Search code examples
time-seriesconfidence-intervalfacebook-prophet

Can I calculate the confidence bound of a Prophet model that would contain a certain value?


can I use the y-hat variance, the bounds, and the point estimate from the forecast data frame to calculate the confidence level that would contain a given value?
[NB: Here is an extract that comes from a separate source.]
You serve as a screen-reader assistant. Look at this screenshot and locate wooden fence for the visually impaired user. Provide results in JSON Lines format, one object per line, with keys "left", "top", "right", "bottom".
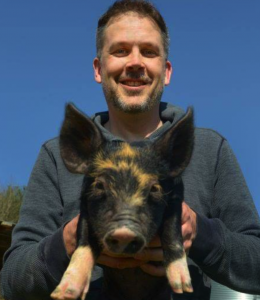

I've seen that I can change my interval level prior to fitting but programmatically that feels like a LOT of expensive trial and error. Is there a way to estimate the confidence bound using only the information from the model parameters and the forecast data frame?

Something like:

for level in [.05, .1, .15, ... , .95]:
  if value_in_question in (yhat - Z_{level}*yhat_variance/N, yhat + Z_{level}*yhat_variance/N):
        print 'im in the bound level {level}'
# This is sudo code not meant to run in console 

EDIT: working prophet example

# csv from fbprohets working examples https://github.com/facebook/prophet/blob/master/examples/example_wp_log_peyton_manning.csv

import pandas as pd
from fbprophet import Prophet
import os
df = pd.read_csv('example_wp_log_peyton_manning.csv')
m = Prophet()
m.fit(df)
future = m.make_future_dataframe(periods=30)
forecast = m.predict(future)

# the smallest confidence level s.t. the confidence interval of the 30th prediction contains 9

## My current approach
def __probability_calculation(estimate, forecast, j = 30):
    sd_residuals = (forecast.yhat_lower[j] - forecast.yhat[j])/(-1.28)
    for alpha in np.arange(.5, .95, .01):
        z_val = st.norm.ppf(alpha)
        if (forecast.yhat[j]-z_val*sd_residuals < estimate < forecast.yhat[j]+z_val*sd_residuals):
           return alpha

prob = __probability_calculation(9, forecast)

Solution

  • fbprophet uses the numpy.percentile method to estimate the percentiles as you can see here in the source code: https://github.com/facebook/prophet/blob/0616bfb5daa6888e9665bba1f95d9d67e91fed66/python/prophet/forecaster.py#L1448

    How to inverse calculate percentiles for values is already answered here: Map each list value to its corresponding percentile

    Combining everything based on your code example:

    import pandas as pd
    import numpy as np
    import scipy.stats as st
    from fbprophet import Prophet
    
    url = 'https://raw.githubusercontent.com/facebook/prophet/master/examples/example_wp_log_peyton_manning.csv'
    df = pd.read_csv(url)
       
    # put the amount of uncertainty samples in a variable so we can use it later.
    uncertainty_samples = 1000 # 1000 is the default
    m = Prophet(uncertainty_samples=uncertainty_samples)
    m.fit(df)
    future = m.make_future_dataframe(periods=30)
    
    # You need to replicate some of the preparation steps which are part of the predict() call internals
    tmpdf = m.setup_dataframe(future)
    tmpdf['trend'] = m.predict_trend(tmpdf)
    sim_values = m.sample_posterior_predictive(tmpdf)
    

    The sim_values object contains for every datapoint 1000 simulations on which the confidence interval is based.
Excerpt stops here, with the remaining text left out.